Swift Regex: lookbehind

Notably missing from Swift's new regex features is a way to perform a lookbehind. Is this an intentional omission or something that will eventually arrive?

3 Likes

It is intended to be eventually supported. Can you share your use case? There's a lot of different kinds of lookbehind, and many engines do not support the fully general case as it can add extra algorithmic factors that aren't present with lookahead.

For example, there's lookbehind of fixed-length verbatim content, look-behind of an alternation of fixed-length verbatim content, and lookbehind of simple and reversible regexes. These can be supported with different levels of efficiency without really changing the regex's algorithmic complexity.

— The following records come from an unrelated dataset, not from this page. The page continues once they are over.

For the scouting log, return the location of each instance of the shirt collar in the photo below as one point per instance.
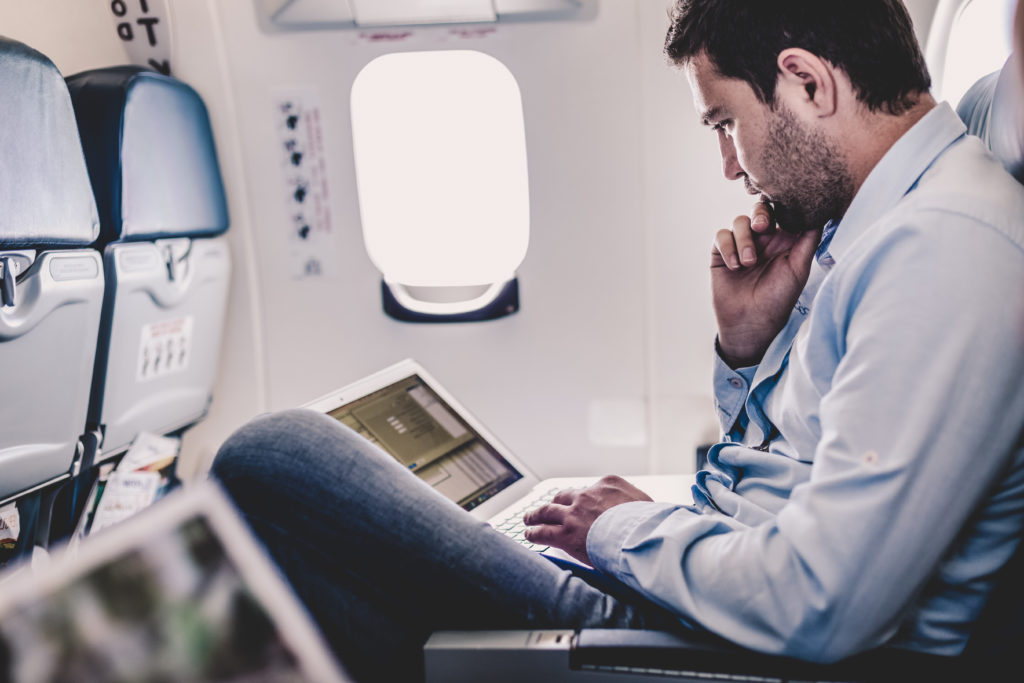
(895, 175)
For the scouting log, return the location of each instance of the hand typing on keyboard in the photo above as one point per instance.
(565, 521)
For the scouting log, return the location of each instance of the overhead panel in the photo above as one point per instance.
(297, 14)
(394, 12)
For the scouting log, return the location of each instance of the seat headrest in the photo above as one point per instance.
(151, 154)
(993, 110)
(45, 198)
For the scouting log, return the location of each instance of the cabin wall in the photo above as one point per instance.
(606, 367)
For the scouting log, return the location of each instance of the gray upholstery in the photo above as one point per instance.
(151, 154)
(44, 187)
(993, 110)
(52, 292)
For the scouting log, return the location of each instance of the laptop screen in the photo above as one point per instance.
(412, 423)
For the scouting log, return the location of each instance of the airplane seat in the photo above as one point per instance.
(51, 283)
(163, 214)
(992, 110)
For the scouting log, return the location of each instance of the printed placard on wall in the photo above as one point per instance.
(165, 348)
(303, 170)
(144, 27)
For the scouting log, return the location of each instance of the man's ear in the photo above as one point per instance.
(807, 81)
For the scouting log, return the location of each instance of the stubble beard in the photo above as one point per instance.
(812, 183)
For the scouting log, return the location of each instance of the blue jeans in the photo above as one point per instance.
(381, 560)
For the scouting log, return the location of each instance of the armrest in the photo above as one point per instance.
(635, 656)
(705, 654)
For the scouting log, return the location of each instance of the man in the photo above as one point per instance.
(870, 343)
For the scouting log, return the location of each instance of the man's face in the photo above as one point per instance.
(776, 155)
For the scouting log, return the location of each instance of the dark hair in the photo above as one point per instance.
(872, 41)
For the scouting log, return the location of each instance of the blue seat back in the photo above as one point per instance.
(151, 154)
(51, 284)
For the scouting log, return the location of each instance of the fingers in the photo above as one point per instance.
(551, 513)
(565, 497)
(735, 248)
(761, 217)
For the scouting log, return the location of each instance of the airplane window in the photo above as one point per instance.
(440, 162)
(980, 41)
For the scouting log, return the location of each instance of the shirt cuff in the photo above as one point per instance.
(731, 388)
(609, 532)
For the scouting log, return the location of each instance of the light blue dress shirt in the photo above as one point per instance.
(871, 474)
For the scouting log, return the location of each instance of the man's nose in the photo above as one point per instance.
(730, 163)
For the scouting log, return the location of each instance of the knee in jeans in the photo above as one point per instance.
(281, 444)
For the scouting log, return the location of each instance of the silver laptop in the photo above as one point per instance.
(411, 416)
(178, 592)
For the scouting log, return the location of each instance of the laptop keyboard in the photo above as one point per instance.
(512, 525)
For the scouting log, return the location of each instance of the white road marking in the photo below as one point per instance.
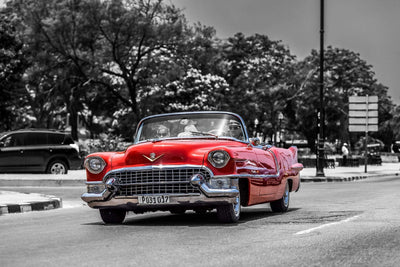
(326, 225)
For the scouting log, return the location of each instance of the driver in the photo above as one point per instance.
(189, 128)
(162, 131)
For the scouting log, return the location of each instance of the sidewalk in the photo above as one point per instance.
(341, 174)
(11, 202)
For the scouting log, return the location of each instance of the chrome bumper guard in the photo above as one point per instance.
(106, 197)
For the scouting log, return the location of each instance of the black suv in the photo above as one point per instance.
(38, 151)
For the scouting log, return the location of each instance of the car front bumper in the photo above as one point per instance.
(208, 196)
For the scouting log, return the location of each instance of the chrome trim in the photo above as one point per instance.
(158, 167)
(212, 192)
(90, 197)
(174, 200)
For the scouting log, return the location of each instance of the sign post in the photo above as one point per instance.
(363, 117)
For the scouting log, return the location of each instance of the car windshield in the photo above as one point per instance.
(191, 125)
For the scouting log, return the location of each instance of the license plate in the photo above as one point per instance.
(153, 199)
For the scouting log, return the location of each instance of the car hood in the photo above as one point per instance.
(170, 152)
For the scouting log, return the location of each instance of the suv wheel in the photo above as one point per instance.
(57, 167)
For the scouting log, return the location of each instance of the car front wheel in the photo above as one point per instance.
(229, 213)
(282, 204)
(57, 167)
(114, 216)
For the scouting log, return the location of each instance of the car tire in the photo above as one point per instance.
(113, 216)
(229, 213)
(57, 167)
(282, 204)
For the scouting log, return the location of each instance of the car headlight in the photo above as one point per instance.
(218, 158)
(95, 164)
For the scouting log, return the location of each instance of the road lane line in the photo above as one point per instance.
(326, 225)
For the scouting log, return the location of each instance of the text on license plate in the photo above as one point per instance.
(153, 199)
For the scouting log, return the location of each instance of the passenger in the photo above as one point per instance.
(162, 131)
(235, 129)
(189, 128)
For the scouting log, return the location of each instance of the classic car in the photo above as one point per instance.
(197, 161)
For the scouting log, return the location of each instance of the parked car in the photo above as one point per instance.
(191, 161)
(34, 150)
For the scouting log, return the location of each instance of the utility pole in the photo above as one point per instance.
(321, 113)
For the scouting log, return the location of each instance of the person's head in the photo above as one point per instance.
(235, 129)
(162, 131)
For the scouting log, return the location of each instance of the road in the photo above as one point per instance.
(329, 224)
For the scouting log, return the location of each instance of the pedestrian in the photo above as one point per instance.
(345, 154)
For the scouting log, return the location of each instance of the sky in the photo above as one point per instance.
(368, 27)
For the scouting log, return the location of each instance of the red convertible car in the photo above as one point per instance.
(191, 161)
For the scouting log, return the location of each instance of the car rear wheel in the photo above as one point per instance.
(282, 204)
(115, 216)
(229, 213)
(57, 167)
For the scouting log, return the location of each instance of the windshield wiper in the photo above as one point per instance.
(204, 133)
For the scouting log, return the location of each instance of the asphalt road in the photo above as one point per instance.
(329, 224)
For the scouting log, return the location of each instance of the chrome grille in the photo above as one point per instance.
(156, 181)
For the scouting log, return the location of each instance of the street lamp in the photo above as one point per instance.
(321, 113)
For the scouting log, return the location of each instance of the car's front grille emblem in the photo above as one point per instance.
(152, 157)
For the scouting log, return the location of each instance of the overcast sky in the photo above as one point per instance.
(368, 27)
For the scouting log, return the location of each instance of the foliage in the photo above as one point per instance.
(345, 74)
(257, 70)
(12, 67)
(108, 63)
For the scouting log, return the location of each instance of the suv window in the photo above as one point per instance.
(14, 140)
(56, 139)
(35, 139)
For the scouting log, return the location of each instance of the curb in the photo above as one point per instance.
(309, 179)
(42, 182)
(51, 203)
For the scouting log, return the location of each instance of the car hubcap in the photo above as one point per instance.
(57, 169)
(236, 207)
(286, 196)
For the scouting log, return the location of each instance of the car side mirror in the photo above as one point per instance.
(255, 141)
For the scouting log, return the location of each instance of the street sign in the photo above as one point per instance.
(363, 114)
(363, 117)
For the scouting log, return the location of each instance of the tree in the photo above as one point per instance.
(12, 67)
(107, 44)
(258, 70)
(345, 74)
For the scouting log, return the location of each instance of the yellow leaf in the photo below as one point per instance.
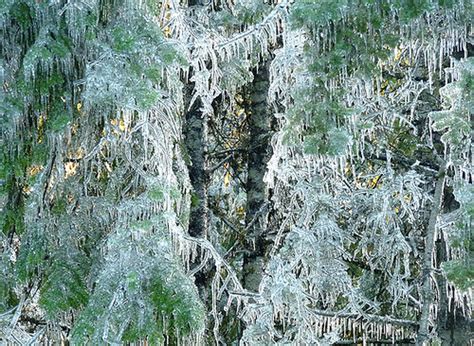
(227, 178)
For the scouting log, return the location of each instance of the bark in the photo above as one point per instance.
(257, 192)
(454, 328)
(195, 141)
(427, 265)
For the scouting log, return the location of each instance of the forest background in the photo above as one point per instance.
(236, 172)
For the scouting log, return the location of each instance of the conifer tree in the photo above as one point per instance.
(236, 172)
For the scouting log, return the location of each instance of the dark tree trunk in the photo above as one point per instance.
(259, 152)
(194, 131)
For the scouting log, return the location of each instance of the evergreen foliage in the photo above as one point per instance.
(361, 230)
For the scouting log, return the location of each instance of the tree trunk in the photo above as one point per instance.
(427, 265)
(195, 137)
(259, 153)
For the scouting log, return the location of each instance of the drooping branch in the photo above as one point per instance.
(427, 265)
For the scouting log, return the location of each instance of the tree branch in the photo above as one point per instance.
(427, 266)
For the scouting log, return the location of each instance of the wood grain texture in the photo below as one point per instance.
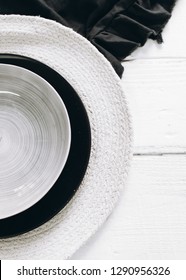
(156, 91)
(149, 221)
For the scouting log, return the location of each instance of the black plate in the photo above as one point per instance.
(74, 170)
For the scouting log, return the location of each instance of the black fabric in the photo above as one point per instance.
(115, 27)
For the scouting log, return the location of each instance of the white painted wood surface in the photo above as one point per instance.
(149, 221)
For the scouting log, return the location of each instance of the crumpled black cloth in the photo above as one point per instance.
(115, 27)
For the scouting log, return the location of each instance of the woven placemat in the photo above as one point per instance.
(99, 88)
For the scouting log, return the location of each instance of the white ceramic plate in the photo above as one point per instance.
(35, 138)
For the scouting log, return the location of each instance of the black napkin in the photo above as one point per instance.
(115, 27)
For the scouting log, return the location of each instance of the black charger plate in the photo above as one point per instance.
(76, 165)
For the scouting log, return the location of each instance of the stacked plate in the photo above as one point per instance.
(44, 143)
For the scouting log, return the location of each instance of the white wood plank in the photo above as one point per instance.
(156, 92)
(150, 220)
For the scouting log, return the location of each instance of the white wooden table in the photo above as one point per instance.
(149, 221)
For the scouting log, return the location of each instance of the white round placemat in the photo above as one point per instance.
(99, 88)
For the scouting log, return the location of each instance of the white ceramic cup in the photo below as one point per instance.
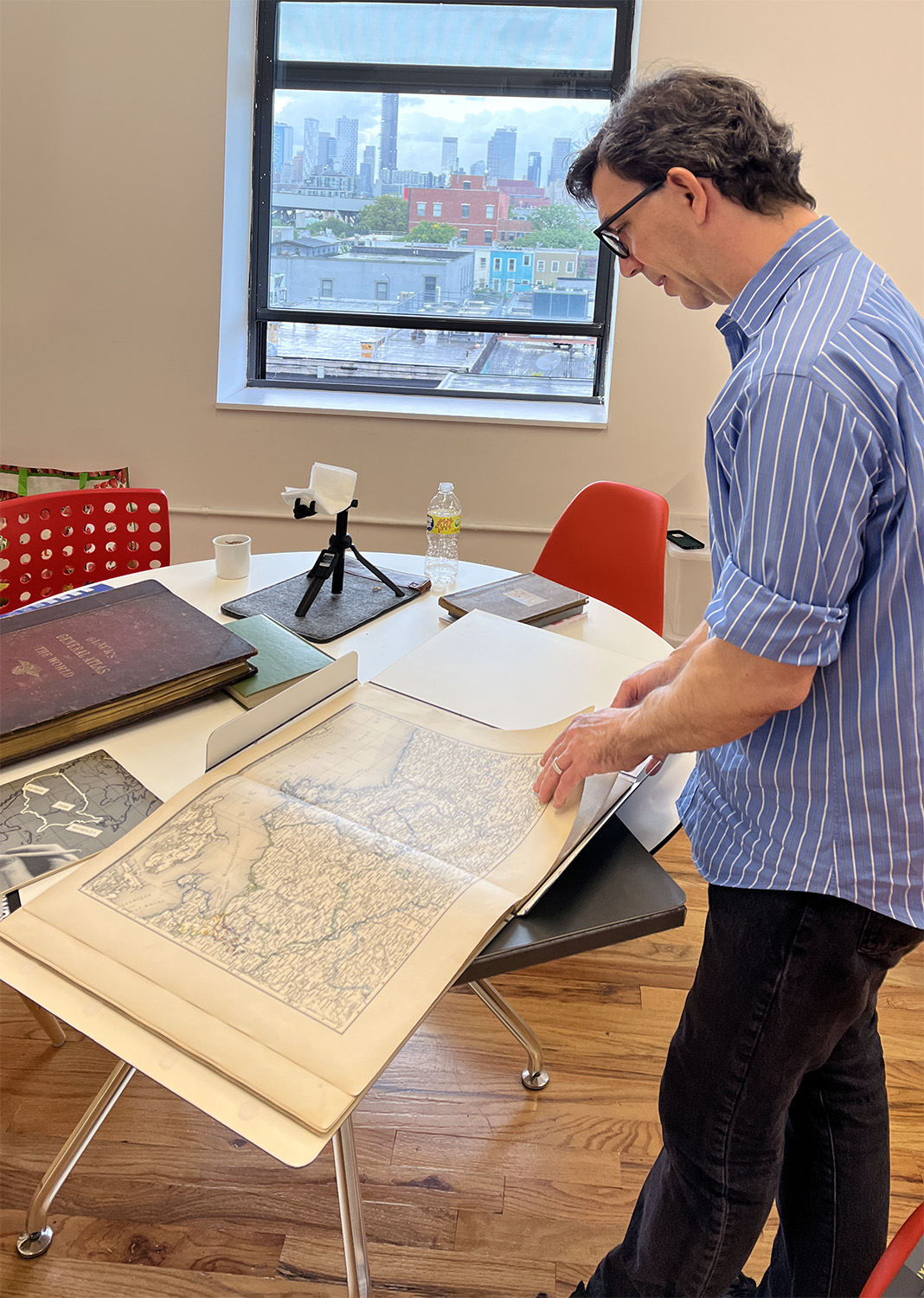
(233, 556)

But, in the most general form, a look-behind regex component would need to attempt the regex from every starting position in the input prior to the current position. This is very different than a lookahead regex which only tries from the current position.

5 Likes

A place where I just wanted to use a lookbehind was in implementing a hashtag detector that follows the Unicode specification for Hashtag Identifiers. (Who knew such a thing existed?!)

The spec includes the following:

<Hashtag-Identifier> := <Start> <Continue>* (<Medial> <Continue>+)*

When parsing hashtags in flowing text, it is recommended that an extended Hashtag only be recognized when there is no Continue character before a Start character. For example, in “abc#def” there would be no hashtag, while there would be in “abc #def” or “abc.#def”.

One natural way to implement this would be with a negative lookbehind, verifying that there is not a <Continue> character before the <Start> character (which is generally '#').

So, this would be a single character lookbehind.

5 Likes